I placed my hand upon his in a playful manner, as a token of my assertion. As I did so, Pip's features grew ever more noticeable shrouded in his absurd obsession over me. I watched disinterestedly as the young man, with exaggerated slowness, closed his hand over mine and raised it to his lips.

"You ridiculous boy," I scolded, "will you never take warning? Or do you kiss my hand in the same spirit in which I once let you kiss my cheek?"

"What spirit was that?" the man asked, his eyes slowly glazing over in embarrassment at my reproof.

"I must think a moment," I told him. Of course I remembered the past event as if it had happened merely moments before, but it was my design to conceal that truth. I sat coolly in my seat, with a pretended look of recognition, then turning to Pip, I resumed. "A spirit of contempt for the fawners and plotters."

"If I say yes, may I kiss the cheek again?"

I sighed inwardly. I truly believed now that the man sitting across from me must be a very dense or stubborn idiot. Would he never learn? Would he never understand? I had given him so many warnings, so as to save him from the painful fate I have been designed to inflict upon him. I starred at childish and generous heart that lay within Pip's bosom, and hesitated to crush it, even if it was Miss Havisham's bidding. No, there was no hope for me, I knew, but I held my breath for Pip. If I could just convince that silly boy to heed my warnings, he'd be safe; he'd be one less man to bite the dust at Miss Havisham's hand through mine.
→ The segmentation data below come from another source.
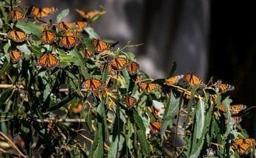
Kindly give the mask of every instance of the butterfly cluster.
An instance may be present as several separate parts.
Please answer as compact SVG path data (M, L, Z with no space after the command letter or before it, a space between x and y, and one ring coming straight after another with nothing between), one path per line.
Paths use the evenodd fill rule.
M51 114L56 118L82 118L86 123L85 129L88 129L85 132L87 134L96 137L93 143L102 141L101 144L106 144L106 151L111 151L113 148L110 148L115 146L116 144L110 144L110 141L115 141L114 138L105 141L100 140L105 135L93 134L104 133L100 131L104 129L107 131L104 134L110 137L118 135L118 143L122 143L121 141L126 143L123 146L127 147L127 150L124 149L129 152L127 157L141 157L135 154L140 153L141 148L142 152L146 152L145 148L149 147L137 146L148 142L149 146L164 142L177 150L181 157L189 157L193 153L194 140L196 143L201 141L205 148L205 146L216 146L216 150L223 148L224 143L231 142L227 148L230 147L230 151L240 154L246 154L255 147L255 140L246 138L241 126L242 115L247 107L230 105L231 101L224 98L235 89L234 86L221 80L213 82L212 79L205 82L193 73L179 75L171 73L166 79L151 78L141 70L134 54L127 51L129 43L120 49L115 46L118 42L104 40L90 32L91 24L104 12L76 9L81 19L64 21L61 18L53 24L51 20L45 21L43 19L57 12L55 7L38 7L33 4L24 9L12 6L6 10L8 16L0 28L1 44L4 46L0 52L0 64L3 62L7 63L6 68L13 68L10 74L6 73L9 77L7 78L13 80L13 93L13 93L16 95L15 90L21 91L6 100L18 98L21 108L16 113L22 112L24 108L24 111L28 112L24 114L26 117L30 117L32 113L32 117L38 119L49 118L47 126L38 125L42 129L47 126L47 130L40 130L37 135L41 136L40 132L43 131L52 142L54 139L68 137L65 135L68 132L61 131L70 126L60 126ZM15 79L9 76L13 71L18 74ZM18 88L18 85L22 88ZM3 95L5 96L8 95ZM13 103L15 101L6 104ZM61 116L52 112L63 109L65 110ZM34 114L34 112L36 112ZM179 118L185 122L178 124ZM33 119L31 120L34 121ZM243 120L245 119L243 118ZM213 123L219 126L213 128ZM77 132L83 137L80 132L84 129L74 129L77 125L71 126L68 132ZM228 128L241 135L230 134L232 136L227 137L224 132ZM210 129L216 129L210 133ZM207 130L211 135L203 134ZM196 135L195 131L202 136ZM172 138L174 137L175 140L177 134L186 146L175 146ZM35 140L44 140L40 137ZM132 146L135 142L138 143ZM100 143L91 144L91 148L98 148ZM68 144L68 147L61 148L69 148L72 146L74 144ZM159 149L160 146L155 148ZM103 150L103 146L101 149ZM92 152L97 150L91 149ZM157 153L155 151L151 152ZM187 153L182 155L182 152ZM203 153L197 153L199 152Z

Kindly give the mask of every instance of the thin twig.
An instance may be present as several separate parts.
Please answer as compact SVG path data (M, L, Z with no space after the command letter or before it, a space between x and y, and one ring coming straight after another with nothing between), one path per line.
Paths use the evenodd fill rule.
M7 137L4 133L2 133L1 132L0 132L0 136L4 138L4 140L5 141L7 141L7 143L13 147L13 148L14 148L15 150L17 151L17 152L21 155L23 157L26 157L26 156L20 151L20 149L13 143L13 142L12 142L12 140L10 140L10 138L8 137Z

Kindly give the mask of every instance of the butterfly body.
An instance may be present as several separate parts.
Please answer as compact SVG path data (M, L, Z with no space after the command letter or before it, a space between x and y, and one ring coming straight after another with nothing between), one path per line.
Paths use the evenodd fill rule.
M44 29L42 32L40 38L44 43L51 44L55 40L56 35L52 31Z
M185 75L184 80L188 82L190 86L203 85L203 81L196 75L189 73Z

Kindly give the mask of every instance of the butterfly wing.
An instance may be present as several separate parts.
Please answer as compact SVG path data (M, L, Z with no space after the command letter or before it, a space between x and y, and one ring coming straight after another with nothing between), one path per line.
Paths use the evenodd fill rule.
M15 49L9 52L10 57L12 60L13 63L16 63L18 60L22 60L24 57L21 51Z
M82 52L84 53L85 60L88 60L93 56L93 54L91 51L89 51L88 49L84 48L82 49Z
M117 57L112 60L111 65L116 71L121 71L128 64L128 60L124 57Z
M107 43L105 43L99 39L93 39L91 42L95 51L98 53L102 52L104 51L107 51L110 49L110 46Z
M32 8L32 14L36 18L41 18L48 16L56 10L54 7L36 7L35 6Z
M230 112L232 115L238 115L240 112L246 109L247 107L243 104L236 104L230 106Z
M96 91L102 87L102 82L96 79L86 79L82 83L82 87L89 91Z
M79 43L79 38L74 32L68 32L60 41L60 45L66 48L71 49Z
M10 12L10 16L13 21L18 21L25 18L25 15L21 12L12 10Z
M140 68L140 65L136 62L132 62L127 66L127 69L129 74L135 75L137 71Z
M56 35L50 30L43 30L41 35L41 40L46 44L51 44L56 38Z
M175 84L178 83L179 79L182 79L183 77L184 77L184 75L177 75L177 76L175 76L169 77L167 79L166 79L165 84L166 85L175 85Z
M184 79L190 86L199 85L203 84L203 82L201 79L191 73L185 74Z

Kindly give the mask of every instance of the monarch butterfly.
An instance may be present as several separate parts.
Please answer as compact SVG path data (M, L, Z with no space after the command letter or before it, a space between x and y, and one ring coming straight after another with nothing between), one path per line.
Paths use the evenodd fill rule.
M18 31L15 29L10 30L8 32L8 36L15 42L21 43L27 39L27 35L22 31Z
M31 12L36 18L41 18L54 12L57 9L55 7L32 7Z
M231 106L230 106L230 113L232 115L238 115L240 112L244 110L246 108L247 108L247 107L246 105L243 105L243 104L231 105ZM221 111L223 112L226 112L225 106L221 105L218 107L218 109L220 111Z
M109 50L110 49L110 45L102 40L93 39L91 42L93 46L94 50L98 53Z
M133 96L127 96L125 98L125 104L127 104L128 109L131 109L136 104L137 100Z
M85 21L77 21L76 25L77 26L77 31L82 32L82 30L87 26L88 24Z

"You should have asked before you touched the hand," I told him, forcing rigid flippancy to give performance yet again, "but, yes, if you like."

I inclined my cheek toward the man, remaining very still, so as to give the notion that I was wrought of stone. (In truth, such a notion would not be far off.) I glided away from him the very instant I felt his lips upon my skin, then carried on with Miss Havisham's plans, that ever rode before my waking eye as a steel sledge upon hard ice. "Now, you are to take care that I have some tea, and you are to take me to Richmond." We were not free to do else.